The Indiana Society of American Foresters supports planning that minimizes the fragmentation of forest parcels. Development on forestland should consider the economic and environmental benefits provided by each parcel of forestland. Development should focus on parcels with existing or planned infrastructure. The largest negative impacts result from developments scattered across the landscape with no consideration given to future needs for infrastructure or forest integrity. Development that supports the renewal of urban areas, older suburban areas, brownfields, historic districts, etc., should be of higher priority than new development in areas without supporting infrastructure.
Each planning jurisdiction should examine the current balance of land uses within its borders. The contributions of each use to the well-being of its citizens should be evaluated. Future development should be targeted to those tracts which can best accommodate it with minimal harm to the environment and the current land use. We support the conversion of underutilized acreage to more natural conditions within the matrix of developed land to provide environmental and other benefits. Development that concentrates houses and leaves as large a portion of the original tract as possible undisturbed should be encouraged, especially when large tracts of forestland are involved.
The forestry profession can assist in the planning process by being a source of technical information for planners and the citizens they serve. Foresters can help identify areas where forestlands should be maintained as working forests so they will continue to serve desirable environmental needs and at the same time provide a timber supply base for the valuable resource needs.
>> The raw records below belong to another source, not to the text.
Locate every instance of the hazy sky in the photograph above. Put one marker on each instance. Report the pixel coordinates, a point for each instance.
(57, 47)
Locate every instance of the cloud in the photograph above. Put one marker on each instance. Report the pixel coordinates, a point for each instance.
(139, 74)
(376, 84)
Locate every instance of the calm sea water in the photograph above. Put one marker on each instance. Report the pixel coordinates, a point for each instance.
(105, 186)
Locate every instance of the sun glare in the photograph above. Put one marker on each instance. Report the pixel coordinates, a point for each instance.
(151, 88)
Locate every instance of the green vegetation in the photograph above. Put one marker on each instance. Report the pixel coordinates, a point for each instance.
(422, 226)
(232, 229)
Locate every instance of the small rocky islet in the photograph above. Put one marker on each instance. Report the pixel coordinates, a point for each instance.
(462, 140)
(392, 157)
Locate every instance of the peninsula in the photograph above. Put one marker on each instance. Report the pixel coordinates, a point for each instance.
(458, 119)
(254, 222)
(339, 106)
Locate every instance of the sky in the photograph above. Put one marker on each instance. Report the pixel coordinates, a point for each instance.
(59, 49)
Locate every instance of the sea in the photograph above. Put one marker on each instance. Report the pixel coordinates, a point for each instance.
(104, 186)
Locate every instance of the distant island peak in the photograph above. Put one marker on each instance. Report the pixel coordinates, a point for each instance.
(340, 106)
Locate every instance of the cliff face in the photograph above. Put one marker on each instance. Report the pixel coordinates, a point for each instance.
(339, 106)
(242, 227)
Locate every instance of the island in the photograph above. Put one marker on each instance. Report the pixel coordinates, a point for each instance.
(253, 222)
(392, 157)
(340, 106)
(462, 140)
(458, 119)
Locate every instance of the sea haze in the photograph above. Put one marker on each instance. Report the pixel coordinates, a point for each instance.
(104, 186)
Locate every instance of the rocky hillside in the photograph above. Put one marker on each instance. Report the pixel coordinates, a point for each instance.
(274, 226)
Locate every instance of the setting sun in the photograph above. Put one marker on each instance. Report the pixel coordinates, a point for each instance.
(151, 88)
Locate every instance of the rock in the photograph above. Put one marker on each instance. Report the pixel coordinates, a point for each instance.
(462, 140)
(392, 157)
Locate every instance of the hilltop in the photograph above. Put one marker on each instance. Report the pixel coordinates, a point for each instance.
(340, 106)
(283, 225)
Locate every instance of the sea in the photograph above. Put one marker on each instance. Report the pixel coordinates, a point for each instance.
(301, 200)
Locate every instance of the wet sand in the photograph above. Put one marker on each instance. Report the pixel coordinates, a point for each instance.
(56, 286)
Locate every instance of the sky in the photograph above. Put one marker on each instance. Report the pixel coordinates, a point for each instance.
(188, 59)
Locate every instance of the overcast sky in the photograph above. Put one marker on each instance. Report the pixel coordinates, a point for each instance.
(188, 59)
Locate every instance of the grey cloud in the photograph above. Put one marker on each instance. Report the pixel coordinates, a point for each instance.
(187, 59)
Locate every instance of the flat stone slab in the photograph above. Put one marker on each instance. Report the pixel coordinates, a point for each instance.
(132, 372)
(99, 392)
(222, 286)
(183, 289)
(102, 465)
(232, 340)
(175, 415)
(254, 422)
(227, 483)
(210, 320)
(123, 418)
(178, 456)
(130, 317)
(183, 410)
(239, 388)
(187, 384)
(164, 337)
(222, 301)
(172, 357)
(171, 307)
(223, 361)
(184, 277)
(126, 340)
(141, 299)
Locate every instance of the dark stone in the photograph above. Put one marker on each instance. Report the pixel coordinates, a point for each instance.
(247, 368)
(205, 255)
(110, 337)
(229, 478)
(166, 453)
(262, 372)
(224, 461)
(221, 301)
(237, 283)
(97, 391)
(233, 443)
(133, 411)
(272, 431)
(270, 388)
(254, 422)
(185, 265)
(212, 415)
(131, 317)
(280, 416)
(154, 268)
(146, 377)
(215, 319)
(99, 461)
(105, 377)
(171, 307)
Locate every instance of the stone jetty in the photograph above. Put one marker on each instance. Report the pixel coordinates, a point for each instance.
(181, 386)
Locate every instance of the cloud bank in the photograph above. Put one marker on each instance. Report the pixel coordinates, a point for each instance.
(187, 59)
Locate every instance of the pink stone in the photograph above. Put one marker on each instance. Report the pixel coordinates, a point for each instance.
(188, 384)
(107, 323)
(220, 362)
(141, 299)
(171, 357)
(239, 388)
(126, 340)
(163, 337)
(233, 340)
Foresters can also assist developers by suggesting ways to preserve the beauty and serenity of the forest, so important to prospective home buyers. They can explain to developers and landowners the importance of continued forest management to the health of the forest. Healthy forests minimize the dangers to homeowners from potential storm damage and wildfire. Foresters are trained to work with other natural resource professionals on issues related to soil erosion, water quality, wildlife habitat management, and other important concerns. Initial contact with either a private consulting forester or a public forester can be made by contacting the Indiana Department of Natural Resources, Division of Forestry; or the Purdue Cooperative Extension office in your county.